# Coldwater River near Marble Lake MI



## WhoolyBugger (Aug 25, 2008)

Recently stumbled upon whatt I beleive is the coldwater river coming from Marble Lake in Quincy MI. Hooked a couple nice lm bass and was wondering if anyone knows this river. I want to know what kind of species I can expect from this creek. Trout? Pike? SM Bass? And can you float it?

Please someone help!!!!!


----------



## Harbor Hunter (Aug 19, 2007)

The Coldwater River is a few miles west of where you're talking about.It comes out of South Lake on the Randall Chain,and flows SE to Coldwater Lake.The Sauk River runs into Marble Lake,Fisher Creek enters Marble Lake in the SE corner of the lake.The outlet from Marble Lake may be what you're referring to,I believe this is also known as the Sauk River,it flows SW through Middle Lake,Archer Lake,Lake Bartholomew,Wright lake,East Long Lake,and then finally into Coldwater Lake.All the outlet streams,canals,and small streams in this area offer pretty decent fishing for largemouth and pike.


----------



## WhoolyBugger (Aug 25, 2008)

Nice! Thanks and I do believe thats the area! The fiance has a family cottage Just south of the dam/release that I mentioned. Still learning the area and have had marginal success in Marble.


----------



## roger23 (Mar 7, 2007)

try the Tip Town in the winter,,,I have caught a lot of fish in Marble and the chain over the past 60 years,,summer is a pain with all the jet ski's ,so we fish early and late when the boat traffic slows down ,,Ice fishing is pretty good,Gills and Crappies


----------



## WhoolyBugger (Aug 25, 2008)

Thanks Roger! I feel ya on the boat traffic in the summer... I usually stay in turtle bay on my kayak during warm months. This winter I plan on drilling some holes in the ice around the mouth of the bay and some deeper holes. Last spring I got northerns, grass pickerel, LM, and bowfin. I am amazed at the different species in Marble. Big gar have been spotted just off shore from the cabin too. I have to ask though- Tip Town? What is that?


----------



## roger23 (Mar 7, 2007)

WhoolyBugger said:


> Thanks Roger! I feel ya on the boat traffic in the summer... I usually stay in turtle bay on my kayak during warm months. This winter I plan on drilling some holes in the ice around the mouth of the bay and some deeper holes. Last spring I got northerns, grass pickerel, LM, and bowfin. I am amazed at the different species in Marble. Big gar have been spotted just off shore from the cabin too. I have to ask though- Tip Town? What is that?

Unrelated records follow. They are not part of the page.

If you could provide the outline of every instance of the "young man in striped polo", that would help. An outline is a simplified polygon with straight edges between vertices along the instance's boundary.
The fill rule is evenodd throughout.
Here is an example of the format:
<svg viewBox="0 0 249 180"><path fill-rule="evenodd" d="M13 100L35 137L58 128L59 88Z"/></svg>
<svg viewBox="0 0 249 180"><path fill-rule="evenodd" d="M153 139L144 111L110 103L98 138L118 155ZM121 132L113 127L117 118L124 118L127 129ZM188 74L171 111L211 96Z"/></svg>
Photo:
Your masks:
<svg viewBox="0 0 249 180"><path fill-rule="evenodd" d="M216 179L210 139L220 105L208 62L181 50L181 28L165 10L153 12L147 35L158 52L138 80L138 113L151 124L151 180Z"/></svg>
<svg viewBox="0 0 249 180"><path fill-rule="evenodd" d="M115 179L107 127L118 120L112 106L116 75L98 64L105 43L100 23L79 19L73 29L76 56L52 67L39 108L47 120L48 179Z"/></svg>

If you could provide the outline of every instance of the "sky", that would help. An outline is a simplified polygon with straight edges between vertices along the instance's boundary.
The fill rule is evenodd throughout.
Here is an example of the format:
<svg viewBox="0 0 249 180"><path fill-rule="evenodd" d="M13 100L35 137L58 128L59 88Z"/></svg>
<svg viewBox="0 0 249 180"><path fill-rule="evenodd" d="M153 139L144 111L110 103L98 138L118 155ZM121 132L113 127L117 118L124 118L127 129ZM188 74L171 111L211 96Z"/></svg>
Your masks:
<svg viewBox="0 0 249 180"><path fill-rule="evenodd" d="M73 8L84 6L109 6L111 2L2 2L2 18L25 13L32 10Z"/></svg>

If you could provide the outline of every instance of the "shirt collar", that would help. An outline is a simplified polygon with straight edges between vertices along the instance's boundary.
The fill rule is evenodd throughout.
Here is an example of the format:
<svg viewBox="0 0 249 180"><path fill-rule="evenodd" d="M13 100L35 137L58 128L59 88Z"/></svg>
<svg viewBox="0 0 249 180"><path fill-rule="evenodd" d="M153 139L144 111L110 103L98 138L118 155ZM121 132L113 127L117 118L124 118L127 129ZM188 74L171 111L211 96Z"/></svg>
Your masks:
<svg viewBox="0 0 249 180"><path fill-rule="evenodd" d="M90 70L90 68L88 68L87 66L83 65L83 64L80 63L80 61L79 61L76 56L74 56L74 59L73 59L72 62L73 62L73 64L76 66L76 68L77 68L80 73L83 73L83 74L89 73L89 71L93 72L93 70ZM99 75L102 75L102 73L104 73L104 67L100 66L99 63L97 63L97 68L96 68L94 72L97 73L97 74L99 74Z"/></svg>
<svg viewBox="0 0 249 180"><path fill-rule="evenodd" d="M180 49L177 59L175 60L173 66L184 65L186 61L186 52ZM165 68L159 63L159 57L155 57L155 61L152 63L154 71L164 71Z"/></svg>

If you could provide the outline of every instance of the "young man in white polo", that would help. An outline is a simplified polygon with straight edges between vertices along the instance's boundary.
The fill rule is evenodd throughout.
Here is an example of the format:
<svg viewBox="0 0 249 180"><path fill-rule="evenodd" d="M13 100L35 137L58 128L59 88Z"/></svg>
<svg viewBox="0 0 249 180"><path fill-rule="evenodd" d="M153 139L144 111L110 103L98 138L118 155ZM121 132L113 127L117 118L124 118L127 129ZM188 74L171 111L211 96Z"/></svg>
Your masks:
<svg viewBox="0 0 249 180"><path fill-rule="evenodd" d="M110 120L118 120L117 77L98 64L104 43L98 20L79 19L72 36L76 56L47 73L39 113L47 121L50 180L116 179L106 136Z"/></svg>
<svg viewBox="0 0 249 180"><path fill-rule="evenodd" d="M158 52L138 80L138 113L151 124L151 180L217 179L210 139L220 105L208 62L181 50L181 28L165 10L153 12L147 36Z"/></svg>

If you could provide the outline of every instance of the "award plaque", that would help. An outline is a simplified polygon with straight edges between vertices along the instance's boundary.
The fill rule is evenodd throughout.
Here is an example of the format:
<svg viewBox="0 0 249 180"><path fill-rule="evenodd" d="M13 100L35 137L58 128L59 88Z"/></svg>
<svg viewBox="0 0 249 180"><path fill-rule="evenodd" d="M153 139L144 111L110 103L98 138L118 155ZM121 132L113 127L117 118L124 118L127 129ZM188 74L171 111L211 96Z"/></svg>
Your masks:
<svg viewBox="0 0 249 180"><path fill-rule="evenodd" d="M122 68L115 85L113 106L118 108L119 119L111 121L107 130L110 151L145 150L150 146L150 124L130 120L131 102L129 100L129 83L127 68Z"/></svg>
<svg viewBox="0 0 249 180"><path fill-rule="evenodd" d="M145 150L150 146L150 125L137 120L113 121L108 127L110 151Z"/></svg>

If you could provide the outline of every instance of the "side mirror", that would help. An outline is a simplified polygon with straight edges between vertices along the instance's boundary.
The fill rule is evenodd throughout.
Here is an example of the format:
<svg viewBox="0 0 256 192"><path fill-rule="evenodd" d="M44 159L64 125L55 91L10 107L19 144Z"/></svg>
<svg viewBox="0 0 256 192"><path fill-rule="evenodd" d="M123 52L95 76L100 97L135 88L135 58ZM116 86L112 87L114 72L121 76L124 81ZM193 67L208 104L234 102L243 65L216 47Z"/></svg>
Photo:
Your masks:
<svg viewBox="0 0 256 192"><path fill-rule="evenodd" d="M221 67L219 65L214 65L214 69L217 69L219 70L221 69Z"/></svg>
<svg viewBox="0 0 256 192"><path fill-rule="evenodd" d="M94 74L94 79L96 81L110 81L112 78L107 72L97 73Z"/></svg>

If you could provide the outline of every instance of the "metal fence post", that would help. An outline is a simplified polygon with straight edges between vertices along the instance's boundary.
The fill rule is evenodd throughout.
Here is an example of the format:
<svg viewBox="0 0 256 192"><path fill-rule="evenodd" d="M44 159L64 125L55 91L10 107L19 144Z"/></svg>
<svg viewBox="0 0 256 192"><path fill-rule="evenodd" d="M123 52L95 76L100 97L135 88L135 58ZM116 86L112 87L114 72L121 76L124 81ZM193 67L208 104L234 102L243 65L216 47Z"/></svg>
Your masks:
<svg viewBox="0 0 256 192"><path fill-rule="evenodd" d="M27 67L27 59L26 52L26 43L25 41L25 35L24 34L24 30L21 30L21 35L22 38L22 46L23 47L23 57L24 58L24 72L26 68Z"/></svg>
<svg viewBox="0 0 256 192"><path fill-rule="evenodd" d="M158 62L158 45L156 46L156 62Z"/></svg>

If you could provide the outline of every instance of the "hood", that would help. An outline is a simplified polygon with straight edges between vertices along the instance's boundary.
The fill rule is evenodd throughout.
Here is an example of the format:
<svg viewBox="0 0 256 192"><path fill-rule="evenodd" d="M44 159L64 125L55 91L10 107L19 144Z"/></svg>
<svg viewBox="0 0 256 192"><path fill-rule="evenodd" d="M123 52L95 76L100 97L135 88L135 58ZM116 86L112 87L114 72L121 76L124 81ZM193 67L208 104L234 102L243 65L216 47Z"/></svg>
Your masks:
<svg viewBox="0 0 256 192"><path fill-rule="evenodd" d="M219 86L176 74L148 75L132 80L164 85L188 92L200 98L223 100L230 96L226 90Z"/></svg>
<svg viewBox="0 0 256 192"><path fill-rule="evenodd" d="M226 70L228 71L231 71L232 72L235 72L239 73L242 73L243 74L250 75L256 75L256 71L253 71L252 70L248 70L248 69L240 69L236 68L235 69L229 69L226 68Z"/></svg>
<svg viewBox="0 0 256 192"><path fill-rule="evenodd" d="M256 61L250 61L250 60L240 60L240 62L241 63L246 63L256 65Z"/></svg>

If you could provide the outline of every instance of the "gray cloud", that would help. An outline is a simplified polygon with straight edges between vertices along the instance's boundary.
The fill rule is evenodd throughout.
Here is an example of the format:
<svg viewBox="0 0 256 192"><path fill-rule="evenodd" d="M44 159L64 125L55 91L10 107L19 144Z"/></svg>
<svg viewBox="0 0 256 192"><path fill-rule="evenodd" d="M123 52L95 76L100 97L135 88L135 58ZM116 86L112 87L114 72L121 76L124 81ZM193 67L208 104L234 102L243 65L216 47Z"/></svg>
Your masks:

Tip up Town ,,I screwed up...it is a big ice fishing party on the Ice,,I don't know if they still do it ,,usually depends on weather,,,,

Quincy Tip-Up Festival 

January 29 & 30, 2011

January 28 & 29, 2012

Tip-Up Island

Quincy, Michigan
The Quincy Chain of Lakes Tip-Up Festival invites you to the Festival located on Marble Lake since the late 1950&#8217;s! The festival offers family fun for everyone from snowmobile and quad racing to fishing contests for adults and kids to wood cutting contests, tug-o-war pulls and a corn hole tournament as well as special games just for kids! The pavilion will hold a craft show and great eats for breakfast, lunch and dinner! The popular polar bear splash is in its 30th year! Please join us for a weekend of family fun! For more information contact Bill Price at 517-617-4982.


----------



## WhoolyBugger (Aug 25, 2008)

Oh I see.. Gotcha! That should be fun. Thanks for the info...


----------